DMB once said something about having a lid: “I have no lid upon my head, but I I did you could look inside and see what’s on my mind…” or something like that. If you were to look inside my head you would see two conflicting thoughts, duking it out for control in my skull. They circle each other, growing stronger, weaker, and battling back again.
Thought Number 1 is all about a You that I refuse to relent to. Some people don’t have access to this blog because, I’ll be honest, I’m a coward when it comes to confrontation. I would rather blather about You, my words being the spit in your face that I could never dare fling in real life, than try to work it out with you. It’s too far gone for reconciliation. Really. Keeping mentioning how you miss my blog. Go ahead. You don’t miss it, you miss the ability to think you know me. “Do you love me or the thought or me? Me, or the thought of me?” (yes, more John Mayer). But, back to the confrontation: I don’t hold much favor for MyUglySpace, so I wouldn’t take it personally if someone deleted me as a “friend”… BUT, when you delete someone strictly to retaliate, that’s childish. Did you really think your “friend” was going to sulk a corner, crying because your “profile” was no longer on the space? How much hurt were you trying to deliver? Whatever. Delete away, my friend. You still can’t read my blog.
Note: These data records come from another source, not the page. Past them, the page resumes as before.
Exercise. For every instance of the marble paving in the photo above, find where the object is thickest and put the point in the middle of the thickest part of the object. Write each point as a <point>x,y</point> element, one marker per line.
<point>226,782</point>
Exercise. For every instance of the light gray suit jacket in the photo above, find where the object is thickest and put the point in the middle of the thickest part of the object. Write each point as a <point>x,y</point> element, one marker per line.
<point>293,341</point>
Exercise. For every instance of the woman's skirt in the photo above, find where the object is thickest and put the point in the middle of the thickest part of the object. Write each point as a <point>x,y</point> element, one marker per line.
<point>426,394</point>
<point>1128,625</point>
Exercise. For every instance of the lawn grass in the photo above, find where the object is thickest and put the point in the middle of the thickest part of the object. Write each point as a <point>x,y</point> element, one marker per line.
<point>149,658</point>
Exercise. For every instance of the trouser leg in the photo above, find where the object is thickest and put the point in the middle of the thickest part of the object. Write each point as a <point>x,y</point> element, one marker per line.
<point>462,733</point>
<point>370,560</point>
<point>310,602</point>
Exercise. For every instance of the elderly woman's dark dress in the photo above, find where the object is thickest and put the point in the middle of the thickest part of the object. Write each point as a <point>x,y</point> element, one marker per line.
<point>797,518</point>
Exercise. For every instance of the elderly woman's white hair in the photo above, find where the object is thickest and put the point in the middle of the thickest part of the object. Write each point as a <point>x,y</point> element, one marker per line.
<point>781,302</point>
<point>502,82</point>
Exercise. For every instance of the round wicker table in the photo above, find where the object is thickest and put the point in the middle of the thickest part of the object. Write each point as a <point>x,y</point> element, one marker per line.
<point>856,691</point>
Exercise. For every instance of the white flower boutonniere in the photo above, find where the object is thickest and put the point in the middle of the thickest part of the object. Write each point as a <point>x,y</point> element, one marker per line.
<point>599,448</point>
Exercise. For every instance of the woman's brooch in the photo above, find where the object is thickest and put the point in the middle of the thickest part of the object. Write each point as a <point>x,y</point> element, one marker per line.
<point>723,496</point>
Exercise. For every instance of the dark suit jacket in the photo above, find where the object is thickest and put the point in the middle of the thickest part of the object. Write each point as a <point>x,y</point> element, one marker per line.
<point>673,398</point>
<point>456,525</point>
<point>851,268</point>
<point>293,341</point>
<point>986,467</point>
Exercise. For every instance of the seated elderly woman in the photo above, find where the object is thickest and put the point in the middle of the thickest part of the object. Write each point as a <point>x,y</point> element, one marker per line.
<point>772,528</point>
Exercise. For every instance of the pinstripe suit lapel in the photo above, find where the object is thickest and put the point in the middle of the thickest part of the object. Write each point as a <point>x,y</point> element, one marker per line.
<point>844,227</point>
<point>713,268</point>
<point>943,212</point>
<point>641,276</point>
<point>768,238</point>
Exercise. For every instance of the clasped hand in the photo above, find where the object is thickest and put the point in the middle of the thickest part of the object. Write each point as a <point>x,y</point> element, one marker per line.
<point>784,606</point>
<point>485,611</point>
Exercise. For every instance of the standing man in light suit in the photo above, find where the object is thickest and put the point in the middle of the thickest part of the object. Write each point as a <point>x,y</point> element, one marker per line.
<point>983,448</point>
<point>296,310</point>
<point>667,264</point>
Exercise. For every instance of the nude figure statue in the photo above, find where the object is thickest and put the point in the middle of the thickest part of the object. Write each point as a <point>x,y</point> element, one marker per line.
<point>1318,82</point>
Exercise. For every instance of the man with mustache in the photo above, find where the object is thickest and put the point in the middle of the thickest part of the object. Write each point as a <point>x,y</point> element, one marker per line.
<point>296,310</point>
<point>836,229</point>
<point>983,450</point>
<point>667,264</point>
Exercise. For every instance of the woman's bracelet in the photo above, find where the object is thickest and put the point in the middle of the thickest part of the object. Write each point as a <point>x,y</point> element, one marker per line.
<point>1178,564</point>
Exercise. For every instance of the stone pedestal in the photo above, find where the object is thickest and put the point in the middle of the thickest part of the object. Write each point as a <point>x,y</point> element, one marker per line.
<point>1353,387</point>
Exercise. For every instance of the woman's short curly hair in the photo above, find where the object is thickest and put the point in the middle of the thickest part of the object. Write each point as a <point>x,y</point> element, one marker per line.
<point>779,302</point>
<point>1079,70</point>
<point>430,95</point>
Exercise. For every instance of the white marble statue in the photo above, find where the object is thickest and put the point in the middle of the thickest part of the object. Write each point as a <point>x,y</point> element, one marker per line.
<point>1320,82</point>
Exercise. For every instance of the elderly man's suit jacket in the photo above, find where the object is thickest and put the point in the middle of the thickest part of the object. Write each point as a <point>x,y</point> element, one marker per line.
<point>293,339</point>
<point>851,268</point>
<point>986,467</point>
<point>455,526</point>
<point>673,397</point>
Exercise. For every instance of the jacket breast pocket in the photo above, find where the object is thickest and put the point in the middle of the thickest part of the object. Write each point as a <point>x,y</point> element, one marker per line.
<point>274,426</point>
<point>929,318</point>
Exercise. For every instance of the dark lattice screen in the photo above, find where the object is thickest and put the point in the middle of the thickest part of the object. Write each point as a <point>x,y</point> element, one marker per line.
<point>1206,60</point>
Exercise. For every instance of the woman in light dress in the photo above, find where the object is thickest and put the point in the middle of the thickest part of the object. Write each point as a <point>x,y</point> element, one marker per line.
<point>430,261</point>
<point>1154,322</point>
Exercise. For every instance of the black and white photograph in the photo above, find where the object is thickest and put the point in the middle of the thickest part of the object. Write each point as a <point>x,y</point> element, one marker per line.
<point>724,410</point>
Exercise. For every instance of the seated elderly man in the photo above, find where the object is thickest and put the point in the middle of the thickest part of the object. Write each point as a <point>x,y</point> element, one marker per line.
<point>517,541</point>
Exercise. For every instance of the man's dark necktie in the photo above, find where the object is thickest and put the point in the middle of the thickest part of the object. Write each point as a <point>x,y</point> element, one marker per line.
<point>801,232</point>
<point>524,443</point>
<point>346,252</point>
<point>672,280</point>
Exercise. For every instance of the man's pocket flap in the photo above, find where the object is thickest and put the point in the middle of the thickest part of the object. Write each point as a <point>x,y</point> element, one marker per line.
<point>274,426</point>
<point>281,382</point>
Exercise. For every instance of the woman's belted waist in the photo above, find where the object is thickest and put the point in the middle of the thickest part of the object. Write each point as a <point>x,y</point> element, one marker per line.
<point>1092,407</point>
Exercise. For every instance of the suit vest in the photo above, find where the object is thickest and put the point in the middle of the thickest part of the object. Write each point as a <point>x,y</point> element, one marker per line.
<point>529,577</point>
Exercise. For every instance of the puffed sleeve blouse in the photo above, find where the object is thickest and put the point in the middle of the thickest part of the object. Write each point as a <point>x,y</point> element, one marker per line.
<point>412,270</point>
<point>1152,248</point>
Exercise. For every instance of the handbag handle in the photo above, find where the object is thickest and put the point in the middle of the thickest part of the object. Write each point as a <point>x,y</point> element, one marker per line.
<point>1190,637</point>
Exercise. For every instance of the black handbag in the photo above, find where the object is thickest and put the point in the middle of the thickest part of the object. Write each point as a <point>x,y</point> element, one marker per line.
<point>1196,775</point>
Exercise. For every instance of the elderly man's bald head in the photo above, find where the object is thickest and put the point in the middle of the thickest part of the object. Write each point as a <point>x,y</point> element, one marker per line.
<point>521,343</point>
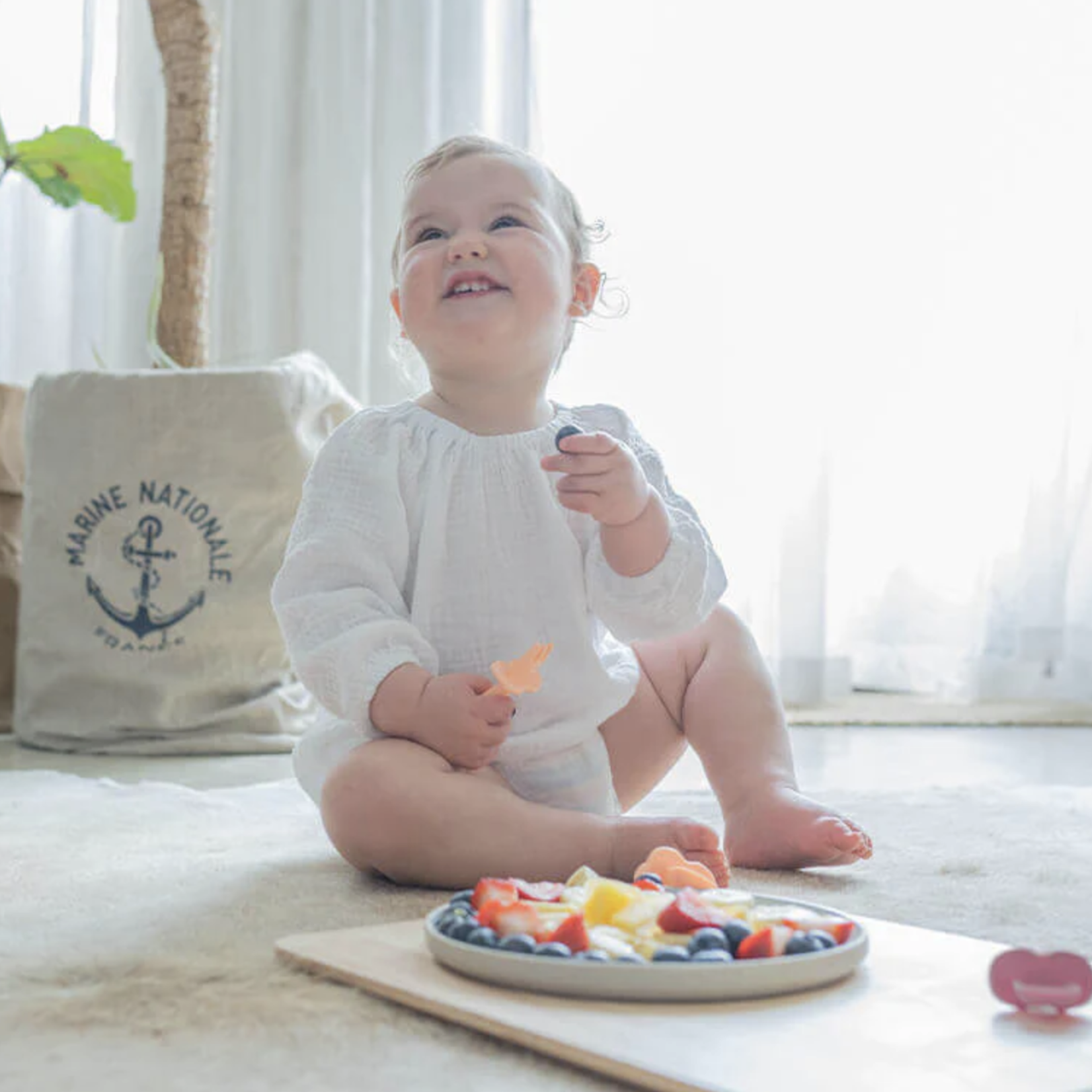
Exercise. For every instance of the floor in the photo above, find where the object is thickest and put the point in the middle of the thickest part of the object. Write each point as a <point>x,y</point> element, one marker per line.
<point>827,757</point>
Thought #2 is all about being proud of a different you, an honest you. I have watched this you grow and change and grow again. I’ve been aware of your life from further away than I would ever like, but I’ve been a huge fan. I’ve been a cheerleader for all your accomplishments…all your life. Yes, we have created different circles. I don’t feel left out of yours. Not in the least. I was born into your circle, just as you were born into mine. I can say it openly and honestly, I am proud of you.

Now – go kick that other you’s ass, will you?

Recapping The Heart

I know myself. If I don’t feel welcome I walk away, drift away, go away. Why force this square peg into the roundness of someone else’s complete circle? I’m walking backwards in this endeavor: wanting more but moving further & farther away. Go figure.

I had wine with mom on Friday night and we talked about the different ways of moving away. Ruth who has that cancer. My cousin has that other cancer. I could choke on my own lack of courage at the very thought. Six months older. Six hundred years wiser. Cabernet untied my tongue and I talked of terrors of my own. A decision I was asked to make, “for the sake of my health” is a decision I have put off, “for the sake of my heart.” I admitted as much. I said I think it’s time to recap the heart. Stop it up and stop the hurt. My mother said it was okay. Really. With that acceptance I came thisclose to telling her more, more, more, but held my tongue. Capped it. Stopped it. The cab wasn’t working that well. I was too aware of my surroundings. Square thoughts for a round hotel. I hadn’t been there since that time in the pool. That time He told me water makes things taste better. Up and up and up to the 6th floor better. Round room better. So, we talked of other people’s cancers. Other people’s problems. It was easy to move away from mine.

I wish I could recap the brain, too. Stop the thoughts. For now, I’ll recap the heart.